5 Ways to Remove the Water in the Ear
Windowofworld.com – To maintain the condition of health and fitness, many people choose to swim regularly. It’s just that be careful, because when swimming, complaints often arise from the ear getting in the water. Then, how do you remove the water in the ear?
Water that enters the ear for a long time and occurs repeatedly, can increase the risk of inflammation and infection of the ear canal. For example, in people who often swim.
The inflammation in question can be in the form of redness and swelling of the external (outer) ear canal. This section is the channel that is located between the outer ear and the eardrum. In the medical world, inflammatory disorders in this area are commonly referred to as otitis externa.
Recognize the Symptoms of Ear Infection Due to Entering Water
At first, the ear symptoms of water ingress are mild. However, if it is not treated immediately or the infection has spread, the symptoms will get worse. Symptoms of a mild infection include:
- The ears appear reddish.
- Itching in the ear canal.
- Pain when the earlobe is pulled.
- A clear, odorless discharge.
Symptoms of moderate severity can include:
- Redness in the ears is getting wider.
- Itching feels worse.
- The pain has increased.
- Ear pain when chewing.
- The liquid that comes out is increasing.
- Pus discharge from the ear.
- The ears feel closed with fluid.
- Have hearing loss.
At a severe stage, symptoms include:
- Severe pain radiating to the face, neck, or side of the head. Redness and swelling of the outer ear.
- The ear canal is completely blocked.
- Lymph nodes in the neck swell.
If complaints appear in the ear, immediately contact an ENT specialist to get the right examination and treatment. The first time, the doctor will likely clean the ear canal. Furthermore, the doctor will provide treatment to treat the infection and pain. If the ear feels itchy, the doctor can also prescribe an itchy ear medication. During treatment, it is advisable not to swim or keep the ear from ingesting water for at least 2 weeks.
Otitis externa that is not treated properly, can cause problems, namely chronic otitis externa that lasts prolonged or repeated; otitis externa is malignant which occurs as a result of the infection spreading and damaging the cartilage as well as the skull; narrowing of the ear canal; and swelling and infection of the face.
How to Get Water Out of Ears?
So that the water ingress ear problem does not develop into a worrisome condition, you should immediately try to remove the water that enters the ear. Some of the methods below can be done to remove water from the ear.

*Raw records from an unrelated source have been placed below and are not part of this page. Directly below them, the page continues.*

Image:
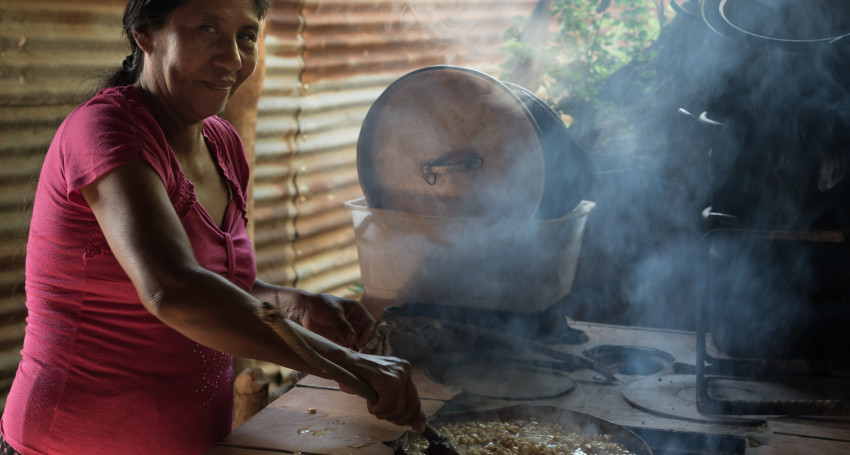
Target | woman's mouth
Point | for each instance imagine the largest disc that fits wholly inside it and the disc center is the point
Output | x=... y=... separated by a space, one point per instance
x=219 y=86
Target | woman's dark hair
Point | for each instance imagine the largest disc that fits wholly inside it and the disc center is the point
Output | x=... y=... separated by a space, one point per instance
x=152 y=12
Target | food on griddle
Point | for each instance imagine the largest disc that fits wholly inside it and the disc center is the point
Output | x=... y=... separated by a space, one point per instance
x=519 y=437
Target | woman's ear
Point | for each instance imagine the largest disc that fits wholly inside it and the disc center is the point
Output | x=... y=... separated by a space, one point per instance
x=143 y=38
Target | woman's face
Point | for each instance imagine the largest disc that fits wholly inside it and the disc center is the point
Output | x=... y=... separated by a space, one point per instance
x=204 y=51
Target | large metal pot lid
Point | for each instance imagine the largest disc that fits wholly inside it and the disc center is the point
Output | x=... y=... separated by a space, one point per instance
x=451 y=141
x=793 y=24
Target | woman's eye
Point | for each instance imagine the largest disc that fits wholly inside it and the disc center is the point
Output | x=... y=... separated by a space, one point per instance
x=248 y=36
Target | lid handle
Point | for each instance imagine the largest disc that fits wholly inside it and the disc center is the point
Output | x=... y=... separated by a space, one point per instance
x=461 y=162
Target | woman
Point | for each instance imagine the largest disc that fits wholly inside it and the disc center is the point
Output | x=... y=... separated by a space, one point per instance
x=141 y=282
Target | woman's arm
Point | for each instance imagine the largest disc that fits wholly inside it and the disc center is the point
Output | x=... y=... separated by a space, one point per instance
x=149 y=242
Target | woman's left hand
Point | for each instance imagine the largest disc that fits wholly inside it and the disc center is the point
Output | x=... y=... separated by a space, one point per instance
x=343 y=321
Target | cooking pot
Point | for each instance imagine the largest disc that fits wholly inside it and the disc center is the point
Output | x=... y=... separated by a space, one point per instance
x=572 y=421
x=455 y=142
x=791 y=24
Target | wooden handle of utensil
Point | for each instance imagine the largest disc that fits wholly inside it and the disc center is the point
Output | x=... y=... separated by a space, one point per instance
x=272 y=316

1. Wipe the ear with a cloth
When water enters the ear, the first easy way to do this is to wipe the ear with a cloth. Wiping the outer ear gently with a soft cloth or towel may absorb some of the water in the ear. Do this wiping while tilting the ear that was entering the water towards the cloth. Make sure not to push the cloth against the inside of the ear, as this will push the water away.
2. Tilt your head to the side
Another way to get water out of your ear is to tilt your head toward the ear that the water is in. If necessary, do this while making small jumps on one leg to push the water out. Pull the ear lobe so that the ear canal opens wider, making it easier for water to escape.
3. Lie on your side
Water will flow to a lower place due to the influence of the force of gravity. For that, try lying on your side so that fluids can easily drain for at least a few minutes. Usually the ear lobe will feel warm as the water comes out.
Another possible way to help release water from the ear, especially from the Eustachian region, is by evaporating. This movement may help relieve tension in the ear so that it can drain water out.
5. Chew something
Usually the water that enters the ear will get trapped in the eustachian tube. This section is one part of the inner ear. To help release water so that it can be removed easily, chewing motions can help. If necessary, chew while tilting your head so that the water is easier to escape.
If these measures are still unsuccessful in overcoming the water ingested ear, then it doesn’t hurt to go to the nearest ENT specialist. You should also immediately see a doctor if the ear feels painful, ringing, bleeding from the ear, and hearing loss occurs.